Many humans tend to forget that we’re not the only intelligent creatures on our own planet and may theologian navel-gazers use our lack of humility in this regard as proof of some sort of divine design. Why would there be only one creature endowed with the brainpower to understand its existence by random chance, they ask. If we consider that argument outside of a theistic framework, it sounds something like one of the comments in the aforementioned Daily Galaxy article…

There are about 1.5 million known animals, plants and algae on earth. Never mind bacteria and [any] as yet unknown species. How many of these have developed “intelligence”? Just one. I think life is rampant, but “intelligent” life is not.

I wonder why we’re forgetting about dolphins, apes, elephants, parrots, whales, squid and octopi? They’re all endowed with some sort of intellect and many scientists tend to hold dolphins as the second smartest living things on the planet in a very close tie with whales. If we go by what the theory of evolution predicts, there has to be a spectrum of intelligence in a wide number of species and depending on whether natural selection and key mutations have enabled a small number of species to capitalize on brainpower as a means of survival. By letting go of our egotistical notions of our superiority over the planet, we’ll notice that we’re not the only ones on planet Earth with some wits. How far ahead we are, we don’t know because there’s a still a lot to find out how smart some of the other species around us really are. And when we’re looking to other planets, their situation should be roughly similar. Maybe, there really are countless intelligent species out there, but they could never build spaceships or cities because they don’t have the right limbs or don’t have the conceptual skills because natural selection on their world limited the reach of their mental abilities?

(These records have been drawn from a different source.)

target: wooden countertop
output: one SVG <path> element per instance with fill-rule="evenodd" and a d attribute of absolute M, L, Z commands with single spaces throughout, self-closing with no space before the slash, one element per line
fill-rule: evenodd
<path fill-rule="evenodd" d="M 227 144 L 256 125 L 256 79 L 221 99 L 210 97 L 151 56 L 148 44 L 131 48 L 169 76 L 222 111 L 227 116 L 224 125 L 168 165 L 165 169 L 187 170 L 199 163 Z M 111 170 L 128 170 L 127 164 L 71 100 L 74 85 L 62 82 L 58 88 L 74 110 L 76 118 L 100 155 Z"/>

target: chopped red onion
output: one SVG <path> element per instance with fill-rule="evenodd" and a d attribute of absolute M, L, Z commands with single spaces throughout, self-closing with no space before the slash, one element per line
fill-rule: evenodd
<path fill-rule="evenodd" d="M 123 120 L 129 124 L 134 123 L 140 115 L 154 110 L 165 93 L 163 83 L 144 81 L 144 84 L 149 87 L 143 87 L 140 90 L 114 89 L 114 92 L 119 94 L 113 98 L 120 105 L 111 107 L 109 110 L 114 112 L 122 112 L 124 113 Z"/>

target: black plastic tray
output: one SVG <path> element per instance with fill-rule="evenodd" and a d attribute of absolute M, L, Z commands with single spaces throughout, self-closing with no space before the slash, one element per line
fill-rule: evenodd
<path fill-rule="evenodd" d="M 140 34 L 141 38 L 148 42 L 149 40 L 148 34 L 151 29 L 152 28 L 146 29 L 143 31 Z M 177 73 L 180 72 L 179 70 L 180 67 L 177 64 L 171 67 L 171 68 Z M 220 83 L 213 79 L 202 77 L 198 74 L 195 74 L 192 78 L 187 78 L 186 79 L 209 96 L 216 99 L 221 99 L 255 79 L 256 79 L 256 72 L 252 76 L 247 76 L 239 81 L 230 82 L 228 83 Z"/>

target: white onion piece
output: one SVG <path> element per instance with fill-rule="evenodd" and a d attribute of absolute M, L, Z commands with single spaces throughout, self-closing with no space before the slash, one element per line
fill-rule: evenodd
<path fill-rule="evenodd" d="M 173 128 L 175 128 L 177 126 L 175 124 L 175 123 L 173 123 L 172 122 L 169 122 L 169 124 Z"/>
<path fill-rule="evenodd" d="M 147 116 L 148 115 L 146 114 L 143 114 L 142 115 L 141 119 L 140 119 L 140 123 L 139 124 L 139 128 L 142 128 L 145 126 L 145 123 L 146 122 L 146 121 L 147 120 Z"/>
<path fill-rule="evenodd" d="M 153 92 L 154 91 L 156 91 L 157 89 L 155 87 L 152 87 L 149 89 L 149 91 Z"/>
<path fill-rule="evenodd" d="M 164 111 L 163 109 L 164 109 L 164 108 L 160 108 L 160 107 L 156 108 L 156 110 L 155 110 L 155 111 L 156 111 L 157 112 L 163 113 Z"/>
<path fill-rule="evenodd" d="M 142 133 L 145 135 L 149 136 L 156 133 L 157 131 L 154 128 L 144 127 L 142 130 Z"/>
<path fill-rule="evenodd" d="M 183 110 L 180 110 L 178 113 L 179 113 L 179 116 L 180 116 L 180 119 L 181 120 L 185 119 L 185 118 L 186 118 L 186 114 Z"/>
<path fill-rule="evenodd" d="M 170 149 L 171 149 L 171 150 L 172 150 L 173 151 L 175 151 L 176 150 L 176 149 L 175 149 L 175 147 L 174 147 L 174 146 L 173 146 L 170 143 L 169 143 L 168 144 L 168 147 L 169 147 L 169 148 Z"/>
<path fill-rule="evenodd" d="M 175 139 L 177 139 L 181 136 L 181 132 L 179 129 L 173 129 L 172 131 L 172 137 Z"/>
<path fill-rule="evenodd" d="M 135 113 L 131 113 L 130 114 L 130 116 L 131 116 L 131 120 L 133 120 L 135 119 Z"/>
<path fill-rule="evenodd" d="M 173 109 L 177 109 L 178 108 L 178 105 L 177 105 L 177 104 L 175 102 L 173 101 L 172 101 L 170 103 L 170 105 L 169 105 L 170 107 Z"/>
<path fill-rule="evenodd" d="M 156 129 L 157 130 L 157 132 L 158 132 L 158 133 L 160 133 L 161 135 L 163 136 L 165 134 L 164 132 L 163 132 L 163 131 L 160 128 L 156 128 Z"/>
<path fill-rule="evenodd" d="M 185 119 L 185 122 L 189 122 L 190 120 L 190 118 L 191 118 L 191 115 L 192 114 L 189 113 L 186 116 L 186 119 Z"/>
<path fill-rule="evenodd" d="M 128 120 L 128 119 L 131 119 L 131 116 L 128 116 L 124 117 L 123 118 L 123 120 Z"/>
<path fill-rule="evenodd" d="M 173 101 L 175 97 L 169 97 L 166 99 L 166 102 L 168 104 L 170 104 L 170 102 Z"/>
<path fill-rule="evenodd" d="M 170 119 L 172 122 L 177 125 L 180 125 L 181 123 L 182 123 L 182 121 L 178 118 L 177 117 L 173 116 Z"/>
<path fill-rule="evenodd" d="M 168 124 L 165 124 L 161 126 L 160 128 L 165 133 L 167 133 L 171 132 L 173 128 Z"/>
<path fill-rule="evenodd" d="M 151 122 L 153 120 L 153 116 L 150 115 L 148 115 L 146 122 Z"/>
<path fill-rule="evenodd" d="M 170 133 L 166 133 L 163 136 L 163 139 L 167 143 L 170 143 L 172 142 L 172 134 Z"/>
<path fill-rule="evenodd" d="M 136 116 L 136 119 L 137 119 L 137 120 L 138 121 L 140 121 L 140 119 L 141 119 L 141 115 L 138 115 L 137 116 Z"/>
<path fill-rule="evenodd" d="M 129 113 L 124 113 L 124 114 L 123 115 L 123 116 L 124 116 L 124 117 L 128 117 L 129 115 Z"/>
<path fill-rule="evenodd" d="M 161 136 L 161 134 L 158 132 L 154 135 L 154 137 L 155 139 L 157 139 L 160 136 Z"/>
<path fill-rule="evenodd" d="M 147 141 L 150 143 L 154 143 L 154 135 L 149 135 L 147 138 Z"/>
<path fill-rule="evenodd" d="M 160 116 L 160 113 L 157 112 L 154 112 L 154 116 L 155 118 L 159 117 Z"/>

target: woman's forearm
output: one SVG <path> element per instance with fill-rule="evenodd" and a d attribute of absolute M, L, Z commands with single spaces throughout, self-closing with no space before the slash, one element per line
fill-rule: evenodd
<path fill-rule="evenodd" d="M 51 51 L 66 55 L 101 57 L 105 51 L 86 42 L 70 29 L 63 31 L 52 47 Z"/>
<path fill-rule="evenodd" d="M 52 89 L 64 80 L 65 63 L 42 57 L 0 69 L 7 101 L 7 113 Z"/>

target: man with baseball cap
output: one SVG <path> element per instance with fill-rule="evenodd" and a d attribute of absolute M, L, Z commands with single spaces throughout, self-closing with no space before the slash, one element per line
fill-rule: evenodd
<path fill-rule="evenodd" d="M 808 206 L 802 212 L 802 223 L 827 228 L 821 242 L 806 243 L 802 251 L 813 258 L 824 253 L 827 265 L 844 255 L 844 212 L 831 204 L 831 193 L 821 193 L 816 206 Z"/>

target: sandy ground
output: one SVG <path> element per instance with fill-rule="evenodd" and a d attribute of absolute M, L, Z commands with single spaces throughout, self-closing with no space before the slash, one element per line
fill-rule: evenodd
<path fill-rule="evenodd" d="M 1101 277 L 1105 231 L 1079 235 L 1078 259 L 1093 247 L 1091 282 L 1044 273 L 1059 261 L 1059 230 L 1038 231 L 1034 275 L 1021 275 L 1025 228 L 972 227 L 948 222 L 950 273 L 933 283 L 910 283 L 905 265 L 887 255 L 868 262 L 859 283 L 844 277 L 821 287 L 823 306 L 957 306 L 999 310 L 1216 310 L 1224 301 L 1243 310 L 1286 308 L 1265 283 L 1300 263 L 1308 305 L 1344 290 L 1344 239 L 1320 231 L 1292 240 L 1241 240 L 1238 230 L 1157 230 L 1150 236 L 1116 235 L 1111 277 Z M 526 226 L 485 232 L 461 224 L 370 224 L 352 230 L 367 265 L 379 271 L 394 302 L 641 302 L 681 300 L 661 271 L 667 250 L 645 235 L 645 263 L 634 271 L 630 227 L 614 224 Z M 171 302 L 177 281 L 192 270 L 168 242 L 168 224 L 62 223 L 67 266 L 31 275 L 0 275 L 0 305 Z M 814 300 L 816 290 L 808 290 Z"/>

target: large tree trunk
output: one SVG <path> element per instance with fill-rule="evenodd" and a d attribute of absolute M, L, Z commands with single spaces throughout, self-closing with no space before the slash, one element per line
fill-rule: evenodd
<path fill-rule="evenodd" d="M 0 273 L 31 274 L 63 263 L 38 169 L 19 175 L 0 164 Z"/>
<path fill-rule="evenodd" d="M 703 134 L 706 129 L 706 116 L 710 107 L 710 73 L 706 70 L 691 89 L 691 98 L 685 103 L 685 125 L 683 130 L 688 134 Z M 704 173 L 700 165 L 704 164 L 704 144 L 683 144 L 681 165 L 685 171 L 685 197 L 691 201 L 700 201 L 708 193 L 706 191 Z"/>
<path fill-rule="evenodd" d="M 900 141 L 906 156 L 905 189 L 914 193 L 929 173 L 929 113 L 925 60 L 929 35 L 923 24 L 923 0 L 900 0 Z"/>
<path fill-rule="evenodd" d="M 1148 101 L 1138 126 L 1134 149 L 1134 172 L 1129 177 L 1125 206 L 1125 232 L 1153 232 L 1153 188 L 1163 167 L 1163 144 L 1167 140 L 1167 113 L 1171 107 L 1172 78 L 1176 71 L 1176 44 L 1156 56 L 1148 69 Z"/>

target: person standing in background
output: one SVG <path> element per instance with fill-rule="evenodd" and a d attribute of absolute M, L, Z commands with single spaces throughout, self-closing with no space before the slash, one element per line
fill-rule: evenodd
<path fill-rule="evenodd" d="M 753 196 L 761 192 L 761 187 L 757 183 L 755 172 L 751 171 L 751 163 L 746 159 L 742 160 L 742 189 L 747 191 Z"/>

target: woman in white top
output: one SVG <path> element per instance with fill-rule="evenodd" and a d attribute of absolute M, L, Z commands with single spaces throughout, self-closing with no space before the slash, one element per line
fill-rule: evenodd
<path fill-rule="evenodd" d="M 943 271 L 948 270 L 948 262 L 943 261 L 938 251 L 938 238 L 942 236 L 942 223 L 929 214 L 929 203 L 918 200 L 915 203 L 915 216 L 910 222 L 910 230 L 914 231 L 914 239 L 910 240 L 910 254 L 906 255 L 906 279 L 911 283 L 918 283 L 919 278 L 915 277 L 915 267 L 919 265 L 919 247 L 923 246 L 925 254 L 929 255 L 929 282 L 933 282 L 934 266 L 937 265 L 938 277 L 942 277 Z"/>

Continuing to stray from the beaten path, let’s also think about what we would say to an alien creature. Some of us are desperate to talk to one while many are content to find them at our own pace rather than spend time, money and effort on the task. Do we really want to tell them our secrets? Do we want to send them everything we know in digital form? Would what we consider our great works of art and science impress, infuriate or just bore an alien society? Our cultural differences might be so vast as to be irreconcilable. We can’t even talk with each other most of the time, much less other intelligent creatures on our own world. Chatting with aliens who live quadrillions of miles away isn’t exactly going to be any easier and this may be why there are a whole lot of very smart and advanced civilizations who make it a choice to shun games of interstellar message tag.